Anyhow, much agreed. This whole idea of love is... well, it's simple but we make it complex don't we? This definitely reminds me of a passage in a book entitled Possession in which the characters begin to talk about something very close to love and then start to talk about it in terms of how intellectualized it is and they say something like "we know everything about love, but we just don't know love at all." Sometimes intellectualization just gets in between yourself and the passion that ought to be spent on a project. Anyhow, sorry, that's terribly off topic.

Thanks guys for all the good feedback - this was one of my favourite pieces to write :-) Yup, send your thoughts and Cyclops lists my way, it's always great to see what others have found to spark them... Jon, I think Apocalypse Lane is the ultimate example of holding out and making the world work the way you want it to :-)

Cheers

Colin

Awesome article.
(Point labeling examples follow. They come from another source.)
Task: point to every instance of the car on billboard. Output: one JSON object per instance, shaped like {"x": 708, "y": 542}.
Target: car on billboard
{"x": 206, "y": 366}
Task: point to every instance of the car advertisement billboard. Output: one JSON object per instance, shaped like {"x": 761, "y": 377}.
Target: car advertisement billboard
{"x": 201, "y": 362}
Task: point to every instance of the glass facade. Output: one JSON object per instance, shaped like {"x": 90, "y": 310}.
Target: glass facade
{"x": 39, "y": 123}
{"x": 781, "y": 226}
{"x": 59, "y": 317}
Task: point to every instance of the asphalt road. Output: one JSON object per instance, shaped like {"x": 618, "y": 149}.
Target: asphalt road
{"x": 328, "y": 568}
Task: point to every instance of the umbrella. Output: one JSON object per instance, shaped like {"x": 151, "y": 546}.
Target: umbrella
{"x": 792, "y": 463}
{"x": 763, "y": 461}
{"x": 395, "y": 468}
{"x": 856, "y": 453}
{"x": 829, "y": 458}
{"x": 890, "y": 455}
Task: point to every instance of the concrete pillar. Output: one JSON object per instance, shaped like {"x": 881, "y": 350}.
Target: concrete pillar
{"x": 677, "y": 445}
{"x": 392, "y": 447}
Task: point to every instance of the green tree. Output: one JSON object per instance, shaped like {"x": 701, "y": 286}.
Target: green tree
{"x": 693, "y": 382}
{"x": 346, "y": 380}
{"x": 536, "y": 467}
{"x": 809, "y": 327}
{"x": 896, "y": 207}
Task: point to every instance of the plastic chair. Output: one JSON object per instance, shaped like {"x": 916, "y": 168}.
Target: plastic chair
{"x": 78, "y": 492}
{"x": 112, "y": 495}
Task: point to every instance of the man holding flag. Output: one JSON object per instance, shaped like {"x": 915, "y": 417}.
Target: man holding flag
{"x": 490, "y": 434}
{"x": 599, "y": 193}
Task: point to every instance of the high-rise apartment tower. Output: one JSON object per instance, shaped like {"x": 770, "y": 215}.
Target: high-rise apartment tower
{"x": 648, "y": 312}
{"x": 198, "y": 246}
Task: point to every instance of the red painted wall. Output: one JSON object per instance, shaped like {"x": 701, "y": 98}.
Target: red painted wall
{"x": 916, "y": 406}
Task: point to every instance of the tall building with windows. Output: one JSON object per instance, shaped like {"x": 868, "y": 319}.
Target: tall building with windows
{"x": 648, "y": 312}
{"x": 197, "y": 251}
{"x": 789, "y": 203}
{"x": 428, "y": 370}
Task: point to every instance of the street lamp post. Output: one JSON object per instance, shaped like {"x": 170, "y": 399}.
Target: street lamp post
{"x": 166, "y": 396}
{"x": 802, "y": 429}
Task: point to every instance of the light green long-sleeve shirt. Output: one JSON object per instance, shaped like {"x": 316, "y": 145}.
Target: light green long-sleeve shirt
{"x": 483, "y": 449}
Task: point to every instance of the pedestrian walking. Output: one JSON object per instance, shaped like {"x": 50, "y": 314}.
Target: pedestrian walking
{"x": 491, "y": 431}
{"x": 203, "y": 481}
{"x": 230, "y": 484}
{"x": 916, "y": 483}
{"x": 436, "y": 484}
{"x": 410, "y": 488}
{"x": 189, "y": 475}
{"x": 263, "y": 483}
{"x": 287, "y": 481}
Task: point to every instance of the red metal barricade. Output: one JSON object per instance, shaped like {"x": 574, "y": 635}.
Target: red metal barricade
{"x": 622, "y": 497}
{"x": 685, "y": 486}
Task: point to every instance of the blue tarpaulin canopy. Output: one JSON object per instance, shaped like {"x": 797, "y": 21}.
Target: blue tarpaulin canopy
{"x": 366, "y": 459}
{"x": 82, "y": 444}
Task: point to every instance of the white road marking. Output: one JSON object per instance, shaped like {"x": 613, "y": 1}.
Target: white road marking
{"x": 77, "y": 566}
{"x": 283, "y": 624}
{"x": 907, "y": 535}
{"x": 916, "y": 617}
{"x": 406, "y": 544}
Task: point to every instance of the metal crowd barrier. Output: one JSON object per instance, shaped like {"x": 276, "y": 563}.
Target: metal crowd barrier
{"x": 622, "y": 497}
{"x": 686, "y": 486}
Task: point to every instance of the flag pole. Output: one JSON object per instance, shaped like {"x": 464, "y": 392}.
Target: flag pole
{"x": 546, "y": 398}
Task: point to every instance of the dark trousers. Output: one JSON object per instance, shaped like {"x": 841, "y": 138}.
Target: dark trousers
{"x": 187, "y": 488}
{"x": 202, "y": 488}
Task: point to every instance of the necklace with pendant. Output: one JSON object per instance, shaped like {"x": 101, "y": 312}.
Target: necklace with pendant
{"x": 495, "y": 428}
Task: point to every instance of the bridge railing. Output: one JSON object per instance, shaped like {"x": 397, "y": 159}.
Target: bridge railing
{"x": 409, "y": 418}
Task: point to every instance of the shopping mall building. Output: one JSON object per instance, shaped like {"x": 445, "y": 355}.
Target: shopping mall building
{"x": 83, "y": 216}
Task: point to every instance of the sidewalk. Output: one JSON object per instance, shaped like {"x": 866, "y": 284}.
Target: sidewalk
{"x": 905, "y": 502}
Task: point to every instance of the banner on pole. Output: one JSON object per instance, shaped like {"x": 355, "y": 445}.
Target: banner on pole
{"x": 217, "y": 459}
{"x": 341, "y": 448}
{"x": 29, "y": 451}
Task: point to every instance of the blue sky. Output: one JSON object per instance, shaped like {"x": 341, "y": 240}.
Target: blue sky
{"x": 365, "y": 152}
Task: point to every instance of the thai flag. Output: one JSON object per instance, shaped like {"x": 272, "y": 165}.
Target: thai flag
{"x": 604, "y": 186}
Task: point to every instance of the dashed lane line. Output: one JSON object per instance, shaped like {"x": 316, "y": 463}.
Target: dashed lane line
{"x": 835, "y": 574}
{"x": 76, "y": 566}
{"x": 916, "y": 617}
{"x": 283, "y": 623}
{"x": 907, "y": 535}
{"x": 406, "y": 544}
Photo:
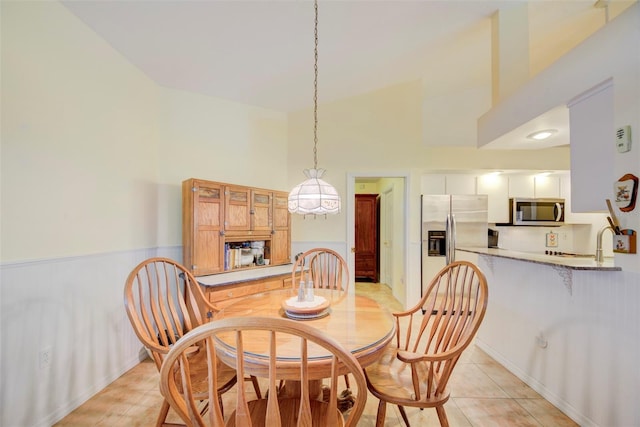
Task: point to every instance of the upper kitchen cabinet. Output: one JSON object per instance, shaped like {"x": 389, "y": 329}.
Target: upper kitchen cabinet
{"x": 460, "y": 184}
{"x": 448, "y": 184}
{"x": 496, "y": 187}
{"x": 522, "y": 186}
{"x": 432, "y": 184}
{"x": 546, "y": 186}
{"x": 591, "y": 117}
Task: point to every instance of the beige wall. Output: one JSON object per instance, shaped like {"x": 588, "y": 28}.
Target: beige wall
{"x": 93, "y": 152}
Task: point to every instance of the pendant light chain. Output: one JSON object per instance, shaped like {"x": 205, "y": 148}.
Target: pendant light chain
{"x": 315, "y": 91}
{"x": 314, "y": 196}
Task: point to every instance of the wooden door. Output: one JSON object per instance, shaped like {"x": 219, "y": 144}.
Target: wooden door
{"x": 367, "y": 215}
{"x": 203, "y": 213}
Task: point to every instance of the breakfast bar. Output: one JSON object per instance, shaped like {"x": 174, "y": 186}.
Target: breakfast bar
{"x": 555, "y": 322}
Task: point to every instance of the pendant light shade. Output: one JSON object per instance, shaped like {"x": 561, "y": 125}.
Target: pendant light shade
{"x": 314, "y": 196}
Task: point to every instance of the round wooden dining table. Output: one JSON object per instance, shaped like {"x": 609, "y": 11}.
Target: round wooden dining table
{"x": 357, "y": 322}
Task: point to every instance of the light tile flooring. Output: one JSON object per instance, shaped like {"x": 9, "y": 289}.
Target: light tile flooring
{"x": 483, "y": 393}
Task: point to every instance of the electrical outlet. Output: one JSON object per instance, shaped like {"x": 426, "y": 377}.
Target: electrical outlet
{"x": 45, "y": 358}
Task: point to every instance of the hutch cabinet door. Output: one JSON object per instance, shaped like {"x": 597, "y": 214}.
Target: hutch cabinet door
{"x": 280, "y": 235}
{"x": 237, "y": 208}
{"x": 261, "y": 216}
{"x": 202, "y": 219}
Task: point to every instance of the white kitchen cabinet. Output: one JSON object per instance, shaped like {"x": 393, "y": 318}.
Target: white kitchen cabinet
{"x": 460, "y": 184}
{"x": 521, "y": 186}
{"x": 432, "y": 184}
{"x": 546, "y": 186}
{"x": 497, "y": 188}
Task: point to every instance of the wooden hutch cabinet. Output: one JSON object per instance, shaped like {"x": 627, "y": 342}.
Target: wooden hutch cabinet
{"x": 218, "y": 218}
{"x": 203, "y": 226}
{"x": 281, "y": 236}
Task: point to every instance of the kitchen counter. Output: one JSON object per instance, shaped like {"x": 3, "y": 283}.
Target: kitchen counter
{"x": 569, "y": 262}
{"x": 239, "y": 276}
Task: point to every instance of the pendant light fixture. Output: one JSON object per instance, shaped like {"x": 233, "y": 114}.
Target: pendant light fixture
{"x": 314, "y": 196}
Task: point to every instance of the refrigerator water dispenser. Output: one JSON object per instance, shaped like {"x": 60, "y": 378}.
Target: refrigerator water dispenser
{"x": 437, "y": 242}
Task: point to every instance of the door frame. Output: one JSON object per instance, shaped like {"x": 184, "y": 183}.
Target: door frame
{"x": 351, "y": 184}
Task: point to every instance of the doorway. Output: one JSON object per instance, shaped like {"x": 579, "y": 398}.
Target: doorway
{"x": 367, "y": 237}
{"x": 392, "y": 226}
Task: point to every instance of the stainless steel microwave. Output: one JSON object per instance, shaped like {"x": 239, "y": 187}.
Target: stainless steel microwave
{"x": 536, "y": 211}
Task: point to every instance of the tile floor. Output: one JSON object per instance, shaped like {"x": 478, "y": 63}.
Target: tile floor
{"x": 483, "y": 393}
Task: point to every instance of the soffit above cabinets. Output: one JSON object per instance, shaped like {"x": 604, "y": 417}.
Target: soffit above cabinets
{"x": 516, "y": 139}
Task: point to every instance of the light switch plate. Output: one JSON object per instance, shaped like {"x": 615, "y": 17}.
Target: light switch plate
{"x": 623, "y": 139}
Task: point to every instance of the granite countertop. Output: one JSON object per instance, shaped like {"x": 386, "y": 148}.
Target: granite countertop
{"x": 232, "y": 277}
{"x": 570, "y": 262}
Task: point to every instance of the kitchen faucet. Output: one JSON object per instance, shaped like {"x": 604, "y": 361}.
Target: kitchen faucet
{"x": 599, "y": 256}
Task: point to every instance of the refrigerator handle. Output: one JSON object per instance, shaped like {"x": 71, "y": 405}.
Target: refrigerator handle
{"x": 452, "y": 246}
{"x": 450, "y": 239}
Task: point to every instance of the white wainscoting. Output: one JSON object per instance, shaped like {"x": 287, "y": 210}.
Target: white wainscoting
{"x": 578, "y": 346}
{"x": 72, "y": 307}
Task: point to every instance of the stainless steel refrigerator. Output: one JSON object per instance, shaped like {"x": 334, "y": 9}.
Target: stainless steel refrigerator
{"x": 450, "y": 222}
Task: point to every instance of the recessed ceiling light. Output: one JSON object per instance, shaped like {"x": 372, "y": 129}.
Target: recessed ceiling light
{"x": 541, "y": 134}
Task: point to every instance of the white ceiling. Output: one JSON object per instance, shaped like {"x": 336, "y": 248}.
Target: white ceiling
{"x": 261, "y": 52}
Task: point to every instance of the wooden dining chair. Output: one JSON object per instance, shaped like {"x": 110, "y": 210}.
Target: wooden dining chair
{"x": 326, "y": 268}
{"x": 163, "y": 302}
{"x": 430, "y": 337}
{"x": 238, "y": 336}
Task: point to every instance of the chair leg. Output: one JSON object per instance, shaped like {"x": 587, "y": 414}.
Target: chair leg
{"x": 256, "y": 387}
{"x": 162, "y": 416}
{"x": 382, "y": 413}
{"x": 346, "y": 381}
{"x": 404, "y": 415}
{"x": 442, "y": 416}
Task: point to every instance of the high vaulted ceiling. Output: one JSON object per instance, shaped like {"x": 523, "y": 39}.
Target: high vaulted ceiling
{"x": 260, "y": 52}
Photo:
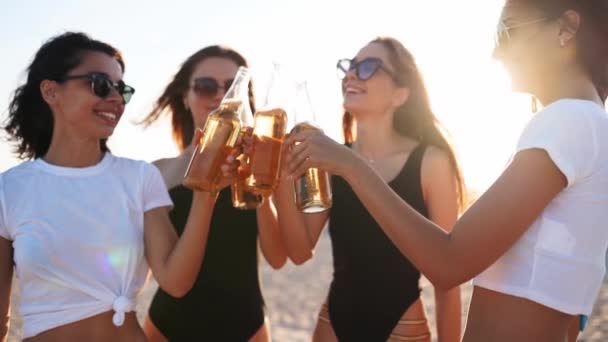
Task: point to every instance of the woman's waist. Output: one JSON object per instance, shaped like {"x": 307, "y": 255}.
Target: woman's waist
{"x": 498, "y": 316}
{"x": 98, "y": 328}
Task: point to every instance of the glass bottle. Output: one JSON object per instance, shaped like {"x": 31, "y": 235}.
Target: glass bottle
{"x": 218, "y": 137}
{"x": 313, "y": 189}
{"x": 269, "y": 128}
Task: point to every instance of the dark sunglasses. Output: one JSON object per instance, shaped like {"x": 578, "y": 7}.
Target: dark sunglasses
{"x": 364, "y": 69}
{"x": 102, "y": 85}
{"x": 209, "y": 87}
{"x": 503, "y": 31}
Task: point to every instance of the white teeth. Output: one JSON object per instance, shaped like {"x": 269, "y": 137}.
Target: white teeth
{"x": 353, "y": 90}
{"x": 109, "y": 116}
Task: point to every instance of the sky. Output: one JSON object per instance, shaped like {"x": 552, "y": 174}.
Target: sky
{"x": 451, "y": 40}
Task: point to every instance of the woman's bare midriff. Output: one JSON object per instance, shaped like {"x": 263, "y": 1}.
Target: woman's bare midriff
{"x": 412, "y": 324}
{"x": 498, "y": 317}
{"x": 98, "y": 328}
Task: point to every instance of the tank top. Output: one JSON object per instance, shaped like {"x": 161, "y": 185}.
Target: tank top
{"x": 373, "y": 283}
{"x": 225, "y": 303}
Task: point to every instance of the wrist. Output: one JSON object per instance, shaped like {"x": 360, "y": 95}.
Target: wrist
{"x": 353, "y": 167}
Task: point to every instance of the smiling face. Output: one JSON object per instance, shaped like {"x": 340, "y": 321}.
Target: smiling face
{"x": 376, "y": 94}
{"x": 219, "y": 69}
{"x": 76, "y": 109}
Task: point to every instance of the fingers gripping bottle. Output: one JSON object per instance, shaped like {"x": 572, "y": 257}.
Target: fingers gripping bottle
{"x": 313, "y": 189}
{"x": 218, "y": 137}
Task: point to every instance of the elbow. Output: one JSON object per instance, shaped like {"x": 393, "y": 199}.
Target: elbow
{"x": 177, "y": 291}
{"x": 300, "y": 258}
{"x": 278, "y": 262}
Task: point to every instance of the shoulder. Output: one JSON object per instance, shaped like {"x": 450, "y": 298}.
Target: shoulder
{"x": 571, "y": 114}
{"x": 19, "y": 172}
{"x": 436, "y": 171}
{"x": 434, "y": 160}
{"x": 172, "y": 169}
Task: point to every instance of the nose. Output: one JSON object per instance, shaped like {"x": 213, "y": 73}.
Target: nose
{"x": 350, "y": 75}
{"x": 220, "y": 94}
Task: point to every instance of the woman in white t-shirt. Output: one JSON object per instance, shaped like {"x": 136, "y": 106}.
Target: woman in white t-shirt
{"x": 535, "y": 241}
{"x": 79, "y": 225}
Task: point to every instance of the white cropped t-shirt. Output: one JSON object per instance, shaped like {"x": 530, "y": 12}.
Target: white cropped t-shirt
{"x": 77, "y": 235}
{"x": 559, "y": 261}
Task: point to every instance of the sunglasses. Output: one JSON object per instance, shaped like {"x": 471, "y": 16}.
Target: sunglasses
{"x": 209, "y": 87}
{"x": 102, "y": 85}
{"x": 364, "y": 69}
{"x": 503, "y": 34}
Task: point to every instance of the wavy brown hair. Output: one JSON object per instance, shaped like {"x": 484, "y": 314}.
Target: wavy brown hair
{"x": 591, "y": 37}
{"x": 415, "y": 118}
{"x": 172, "y": 99}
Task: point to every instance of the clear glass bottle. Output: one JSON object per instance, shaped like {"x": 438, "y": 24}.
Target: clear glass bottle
{"x": 269, "y": 128}
{"x": 313, "y": 189}
{"x": 243, "y": 197}
{"x": 218, "y": 137}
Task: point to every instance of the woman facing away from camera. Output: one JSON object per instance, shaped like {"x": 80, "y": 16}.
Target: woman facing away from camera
{"x": 389, "y": 125}
{"x": 535, "y": 241}
{"x": 225, "y": 303}
{"x": 79, "y": 226}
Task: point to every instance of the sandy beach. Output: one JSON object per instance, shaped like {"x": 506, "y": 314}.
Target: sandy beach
{"x": 294, "y": 293}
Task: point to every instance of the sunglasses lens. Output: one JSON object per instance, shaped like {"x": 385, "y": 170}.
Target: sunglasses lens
{"x": 206, "y": 86}
{"x": 126, "y": 92}
{"x": 367, "y": 68}
{"x": 102, "y": 87}
{"x": 343, "y": 67}
{"x": 227, "y": 85}
{"x": 502, "y": 34}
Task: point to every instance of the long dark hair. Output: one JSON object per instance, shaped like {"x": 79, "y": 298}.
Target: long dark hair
{"x": 171, "y": 99}
{"x": 591, "y": 37}
{"x": 414, "y": 118}
{"x": 30, "y": 119}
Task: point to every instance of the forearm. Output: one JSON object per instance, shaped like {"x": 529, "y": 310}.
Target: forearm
{"x": 424, "y": 243}
{"x": 448, "y": 314}
{"x": 183, "y": 263}
{"x": 293, "y": 230}
{"x": 270, "y": 238}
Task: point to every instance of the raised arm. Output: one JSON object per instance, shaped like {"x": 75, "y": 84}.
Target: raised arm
{"x": 441, "y": 197}
{"x": 497, "y": 219}
{"x": 300, "y": 232}
{"x": 175, "y": 262}
{"x": 6, "y": 278}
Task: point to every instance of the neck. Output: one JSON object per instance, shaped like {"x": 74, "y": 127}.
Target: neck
{"x": 72, "y": 151}
{"x": 376, "y": 137}
{"x": 570, "y": 82}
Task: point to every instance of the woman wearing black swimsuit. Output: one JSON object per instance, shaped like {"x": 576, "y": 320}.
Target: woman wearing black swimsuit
{"x": 225, "y": 303}
{"x": 375, "y": 295}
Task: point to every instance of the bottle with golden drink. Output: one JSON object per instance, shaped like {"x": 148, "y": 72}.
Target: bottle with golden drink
{"x": 313, "y": 189}
{"x": 218, "y": 137}
{"x": 242, "y": 196}
{"x": 269, "y": 128}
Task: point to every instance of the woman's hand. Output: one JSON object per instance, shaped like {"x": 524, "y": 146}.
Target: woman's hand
{"x": 312, "y": 148}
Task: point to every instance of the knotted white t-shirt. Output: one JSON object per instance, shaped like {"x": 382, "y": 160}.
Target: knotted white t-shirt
{"x": 77, "y": 235}
{"x": 559, "y": 260}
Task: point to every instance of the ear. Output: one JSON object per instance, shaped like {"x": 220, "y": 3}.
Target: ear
{"x": 569, "y": 23}
{"x": 48, "y": 90}
{"x": 185, "y": 101}
{"x": 400, "y": 96}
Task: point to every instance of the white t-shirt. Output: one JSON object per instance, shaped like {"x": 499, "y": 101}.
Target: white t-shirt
{"x": 77, "y": 235}
{"x": 559, "y": 261}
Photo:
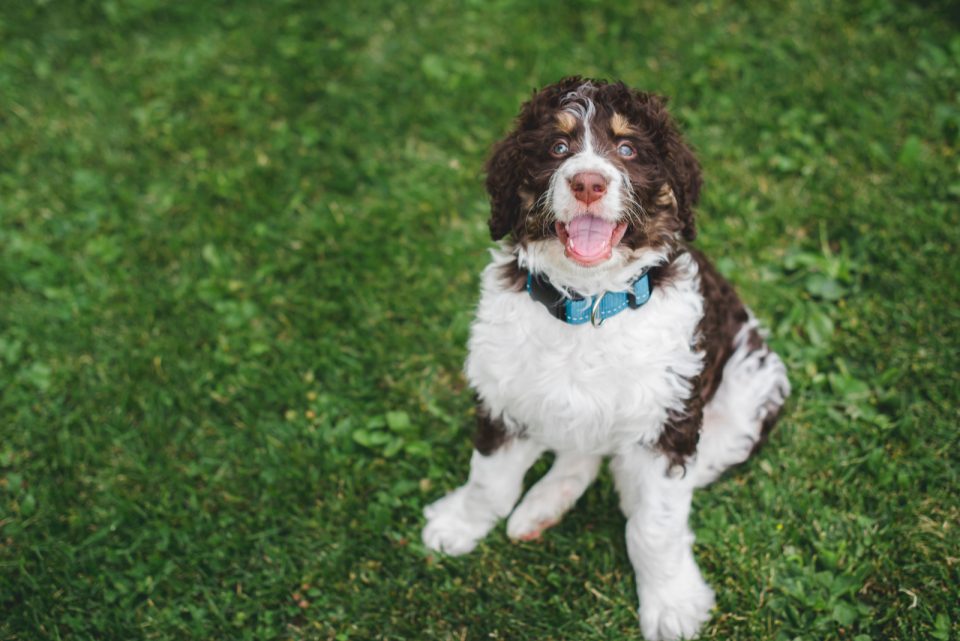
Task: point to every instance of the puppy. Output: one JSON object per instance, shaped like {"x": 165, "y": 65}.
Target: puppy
{"x": 601, "y": 332}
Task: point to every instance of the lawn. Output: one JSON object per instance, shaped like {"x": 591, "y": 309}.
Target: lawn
{"x": 239, "y": 254}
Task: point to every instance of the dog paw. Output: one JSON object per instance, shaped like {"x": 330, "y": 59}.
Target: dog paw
{"x": 450, "y": 528}
{"x": 677, "y": 611}
{"x": 538, "y": 511}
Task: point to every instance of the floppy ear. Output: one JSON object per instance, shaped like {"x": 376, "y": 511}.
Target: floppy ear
{"x": 504, "y": 177}
{"x": 680, "y": 165}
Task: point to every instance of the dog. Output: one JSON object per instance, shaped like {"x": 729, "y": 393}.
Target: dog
{"x": 601, "y": 332}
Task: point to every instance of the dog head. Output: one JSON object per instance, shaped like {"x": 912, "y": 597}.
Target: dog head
{"x": 593, "y": 176}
Putting into clear focus some stuff that's been whizzing about my head on love and determination for your job or hobby.

Also:
Xenon 2!
Must've played through that sucker a couple dozen times when I was young. On one of those pain to the eyes green/black cga machines no less.

I would love to create my own game if A) i new where to start, with so many ideas buzzing around its a lot to handle B) i had the time and C) if i had the decent software and knowledge of that software to go with it.

I love having ideas, thinking of what my games or video's would look like, but the actual creating is too awkward and difficult that my ideas just never come out. Right now im planning to make some Sims 3 music videos using clips that i will be "video camera" taking from my game play. I have purposly created two different sets of Sims and lives just to follow so that i can video them doing whatever they do best and using the video's to create a new video for a song of any choice depending on the clips and my mood.

There is nothing so great as being able to enjoy what you are doing so much so that you don't even realise that you have been working on it for 8 hours and forgot to eat lunch. I really envy people that are able to find a spark of joy in absolutely everything they do - life must seem awesome.

That is quite... Depressing actually. Not the story parts, but near the end where reality sets in. That when you get that job of your dreams, a good chunk of what you do will be not doing the thing that you love. And it's so true. But what is not mentioned is how the unlikeable parts of your job can sour you to the thing you love about the work.

This article motivated me to write a book. To...love my characters instead of my previous mistakes of just trying to write good.

I absolutely agree with this article. Ultimately, if you are a creator, you have to be the number one fan of your own work. While that may sound a bit narcissistic, only through great love and enthusiasm for your work can you expect to make great things.

Wow... Castle Adventure. My brothers and I spent hours wandering those halls trying to figure out how to defeat all the monsters and find all the treasures. I didn't think I'd ever see that game again. It may actually have been one of the first video games I ever played.

Having a passion for something will only get you so far, usually nowhere. John Stevenson was lucky, and there's really no other way to paint that. It you could find your place by simple having passion for something, then life would be a lot easier.